Tut mir Leid, aber wenn man sich den Umfang der Berichterstattung über Tröglitz so anschaut, steht dieser in keinem Verhältnis zu der Schwere der Tat. Hier soll den Deutschen insgesamt, die gerade erst gegen die insgesamt schon ziemlich gemäßigte PEGIDA zu Zehntausenden auf die Straße gegangen sind, mal wieder eine latente Fremdenfeindlichkeit untergeschoben werden.
Ein letztendlich eher folgenloser rechtsextremer Brandanschlag passiert und sofort rufen Politiker und Journalisten zur Hexenjagd auf, weil man sich als Inquisitor in Deutschland ohne großes Risiko profilieren kann.
Ich bin die Nazi-Keule langsam satt.
Sehe ich ähnlich
In Deutschland gibt es zwei Stufen: Normalbürger und Hardcorenazi.
Auch hier im Artikel gleich wieder der Aufreißer (um klicks zu generieren?) "fremdenfeindlich".
Ich denke, die meisten Pegida Mitläufer sind nicht fremdenfeindlich. Es gibt dafür den, wie ich finde, deutlich passenderen Begriff 'xenophob'. DAs ist es was mit dem Menschen ist, sie haben Angst.

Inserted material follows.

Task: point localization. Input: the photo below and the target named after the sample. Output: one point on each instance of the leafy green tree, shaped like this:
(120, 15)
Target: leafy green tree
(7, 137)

Im einfachsten Fall weil es etwas unbekanntes ist, im schlimmsten Fall weil sie Überfremdung befürchten (ok, das sind dann die Deppen, die in Mathe nicht aufgepasst haben).
HIER muss die Politik ansetzen, nicht immer betroffen sein wenn Hakenkreuze geschmiert werden, sondern dem Bürger erklären, warum die Flüchtlinge kommen, wie das Verfahren abläuft, wie die Zukunft des ganzen abläuft, BEVOR die Schmierfinken und Brandstifter unterwegs sind. Nicht immer nur: "du bist gegen ein Asylbewerberheim in deiner Nachbarschaft? Scheiß Nazi"
Aber die Kommunen scheinen bei diesen Problem auf sich allein gestellt zu sein: vorne und hinten fehlt Geld, der Bund gibt nur beschönigte Zahlen zu Asylbewerbern heraus, die Beamten, die die Anträge prüfen sind hoffnungslos überlastet, aber Hauptsache ist ja, dass sich Frau Schwesig im Kampf gegen rechts profilieren kann, wenn es irgendwo kracht... wäre ja schlimm wenn man normalen Wahlkampf führen müsste um auf die Titelseiten zu kommen.